What this fails to take into account is 30-40 year decline in labor force participation among which preceded those events, and which was the key point I was making. Working age men have been slowly leaving the work force since the late 60s. The numbers move up and down with the economy, but the overall trend in participation among working age men has been down for 50 years. Tightening up the time frame and highlighting the reaction to the most recent and most severe recession misses the long term trend.
@Ben Wolf:
We are also, by the way, talking about different things. You are referring to the overall participation rate, I am talking strictly about the prime working age population of 25-54, which has shown far less movement.
The wider participation rate is strongly impacted by boomers retiring (not always by choice) and by young people spending more time in school before entering the work force. Focusing on the prime working age population takes those factors out shows the trend among working men that I was talking about.
@Kari Q:
Just to clarify I wasn’t blaming Mr. Bush. I don’t think any president has much impact on the economy. In fact I don’t think we know half as much about economics as we pretend to.
Fascinating though about male participation rates. Very under-reported and it certainly changes the perspective.
@Stormy Dragon:
I love tasting menus. Off the top of my head I’ve done tastings at Trotters, Moto (RIP), Tru, Spiaggia, Arun, the Chicago R-C and Four Seasons, some Vegas places, a New York place my editor took me to, The Senderens place in Paris whose name I forget, Ducasse, Michel Rostang, Inn at Little Washington, some place in Napa whose name escapes me but which is sadly not French Laundry, some place in Sausalito, Gordon Ramsay’s London flagship, and the ultimate: Alinea.
Alinea if you can only go to one. Life altering.
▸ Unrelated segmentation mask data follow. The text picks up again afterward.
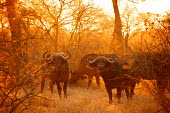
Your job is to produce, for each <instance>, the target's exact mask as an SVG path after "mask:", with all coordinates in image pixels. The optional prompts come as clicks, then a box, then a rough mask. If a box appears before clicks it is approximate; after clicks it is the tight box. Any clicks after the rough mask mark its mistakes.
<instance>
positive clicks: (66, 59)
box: [64, 51, 71, 60]
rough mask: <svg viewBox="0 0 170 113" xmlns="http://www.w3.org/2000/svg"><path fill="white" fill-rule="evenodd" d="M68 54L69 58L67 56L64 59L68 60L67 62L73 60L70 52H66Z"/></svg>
mask: <svg viewBox="0 0 170 113" xmlns="http://www.w3.org/2000/svg"><path fill="white" fill-rule="evenodd" d="M65 52H66V53H68V55H69V56H68V57H66V56H64V58H65V59H66V60H69V59H70V58H71V54H70V52H68V51H65Z"/></svg>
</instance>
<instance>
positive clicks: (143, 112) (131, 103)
mask: <svg viewBox="0 0 170 113" xmlns="http://www.w3.org/2000/svg"><path fill="white" fill-rule="evenodd" d="M47 86H48V85H46V88H45V90H44V93H43V94H40V95H39V96H41V97H43V98H40V97H36V98H34V100H33V103H34V104H33V105H32V108H31V109H30V110H27V111H24V112H25V113H155V112H156V111H158V110H159V109H160V106H158V105H157V104H156V102H155V101H154V99H153V97H151V96H149V95H148V94H146V95H145V93H144V91H143V90H142V88H141V87H142V86H141V85H138V86H137V88H136V90H135V93H136V94H135V96H134V97H133V99H132V100H127V99H126V97H125V94H124V93H123V95H122V99H121V103H118V102H117V99H116V98H113V104H112V105H110V104H109V102H108V96H107V92H106V91H105V88H104V85H103V83H102V86H101V88H98V87H97V85H96V84H95V83H93V84H92V86H91V87H90V88H89V89H87V81H79V82H78V83H77V84H75V85H74V86H70V85H69V87H68V98H67V99H64V98H61V99H60V98H59V96H58V94H57V88H56V86H55V87H54V88H55V90H54V93H53V94H51V92H50V91H49V89H48V88H47ZM113 93H114V94H115V93H116V90H113ZM44 98H45V99H44Z"/></svg>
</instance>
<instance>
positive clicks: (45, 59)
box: [43, 51, 51, 62]
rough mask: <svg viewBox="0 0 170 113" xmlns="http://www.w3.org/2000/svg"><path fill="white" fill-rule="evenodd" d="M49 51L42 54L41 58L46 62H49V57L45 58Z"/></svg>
mask: <svg viewBox="0 0 170 113" xmlns="http://www.w3.org/2000/svg"><path fill="white" fill-rule="evenodd" d="M48 52H49V51H46V52H45V53H44V54H43V58H44V59H45V60H46V61H47V62H48V61H50V59H51V57H49V58H47V57H46V54H47V53H48Z"/></svg>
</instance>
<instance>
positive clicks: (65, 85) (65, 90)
mask: <svg viewBox="0 0 170 113" xmlns="http://www.w3.org/2000/svg"><path fill="white" fill-rule="evenodd" d="M67 83H68V81H65V82H64V86H63V91H64V97H65V98H67Z"/></svg>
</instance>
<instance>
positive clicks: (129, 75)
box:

I love that stuff. I used to write restaurant reviews for papers in Virginia and Maine. I’m on yet another diet thanks to that stuff. But they’re just not as hip as they used to be.
@Kari Q: The “trend” is differentiated by age. Workers 55 and younger are falling out of the workforce as workers over 55 increasingly remain within it. This holds across both men and women and correlates with government abandonment of full employment policies in the 1970s and adoption of policies intended to maintain a large pool of unemployed workers.
@Ben Wolf:
This is true. The labor force participation among older workers declined significantly beginning in the late 60s and reached it’s low point of about 30% around 1990. Since then, it has recovered the lost ground and is now back to where it was 50 years ago – right around 40%. While this is an interesting trend, the relatively low level of labor force participation among older workers means even this large an increase doesn’t have a large impact on the total participation rate, and the aging of the population and moving out of the labor force because of retirement is a much larger factor in the participation rate than the increased participation among older workers.
In other words: sure, more seniors are working than were 20 or 25 years ago, but there are still more of them retiring than continuing to work, so the aging of the boomers continues to be a drag on the participation rate.